苏叶则成了部落里最受欢迎的人。她虽然没有巫医的名号,但一手处理外伤、退热、接骨的本事,很快就让几个摔伤、冻伤、被野兽抓伤的猎人转危为安。她还用自己那套简陋的草药知识,指导部落里几个妇人如何更好地保存和处理那些有限的药材,如何在寒季里给幼儿保暖、预防冻疮。
半个月后的一天傍晚,当苏叶用一根削尖的骨针和煮过的兽筋,为一个被斧头劈伤脚背的年轻猎人缝合好伤口后,那个猎人的母亲——一个头发花白的老妇人——突然拉着她的手,老泪纵横。
“孩子,你是巫医吧?是神灵派来救我们的吧?”
苏叶愣了一下,连忙摇头:“不是,我只是……学过一些。”
“不管是不是,你比那些只会跳大神、念咒语的假巫医强多了!”老妇人抹着泪,“我那老头子当年就是伤口烂了,活活疼死的……要是有你这样的人在……”
苏叶沉默。她看着自己那双布满细小伤疤和老茧的手,忽然想起了很远很远的事情——手术室里的无影灯,那些被她和团队从死亡线上拉回来的动物,还有……兽世部落里那些因为最简单的伤口感染而失去生命的人。
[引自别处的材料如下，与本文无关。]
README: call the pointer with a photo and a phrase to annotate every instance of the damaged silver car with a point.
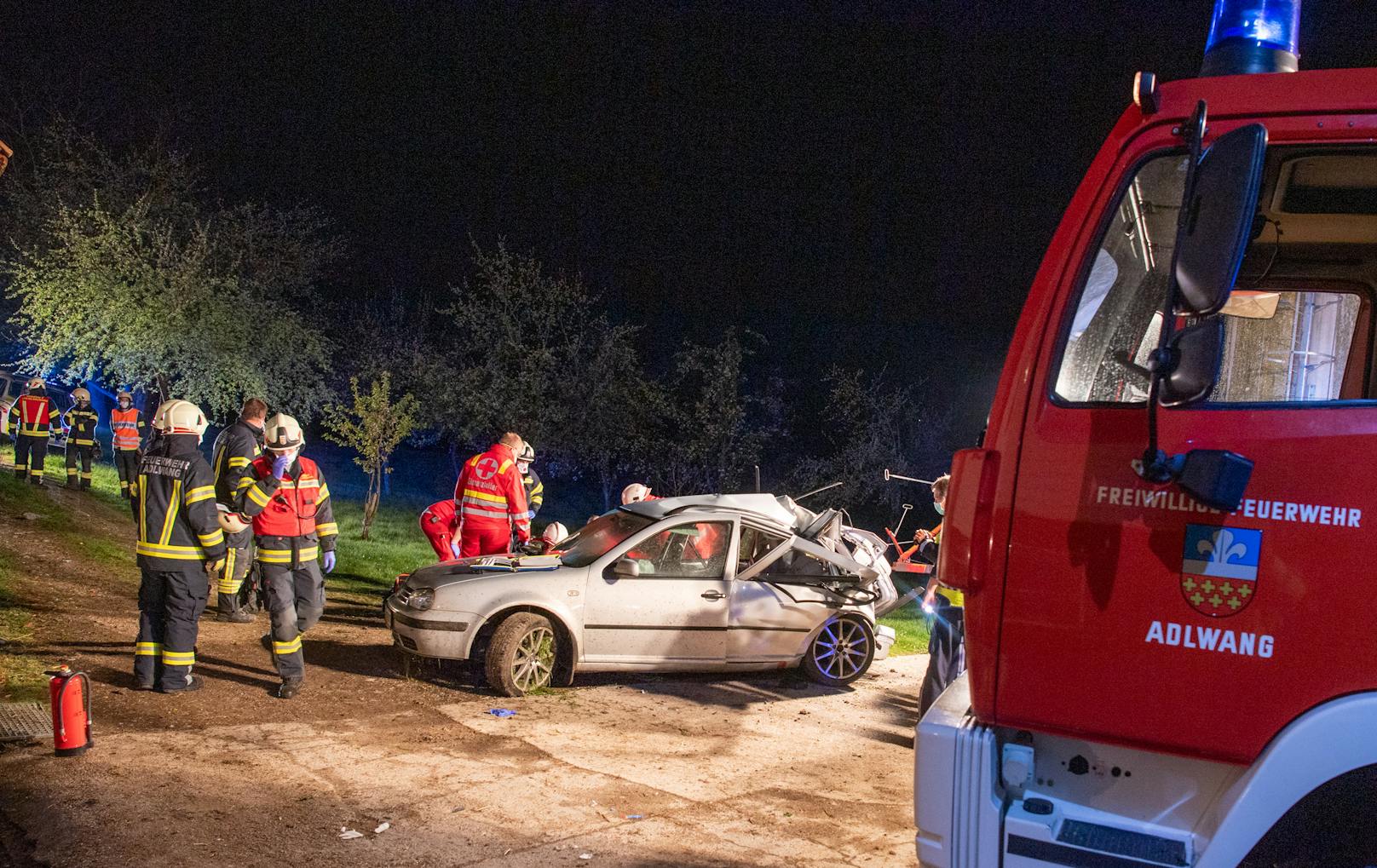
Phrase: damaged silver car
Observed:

她轻轻握了握老妇人的手:“只要我在这里一天,就会尽力。”
——
但最让苏叶牵挂的,还是两个孩子。
炎和凛依旧沉睡着,但变化正在以肉眼可见的速度发生。
炎的能量茧已经不再是之前那种纯粹的、内敛的金红色,而是开始缓慢地、极其细微地,向外渗透出一种温热的、如同冬日暖阳般的体温。每当苏叶将他抱在怀里时,那种温度就透过层层包裹传递过来,让她几乎以为孩子已经醒了,只是在闭眼撒娇。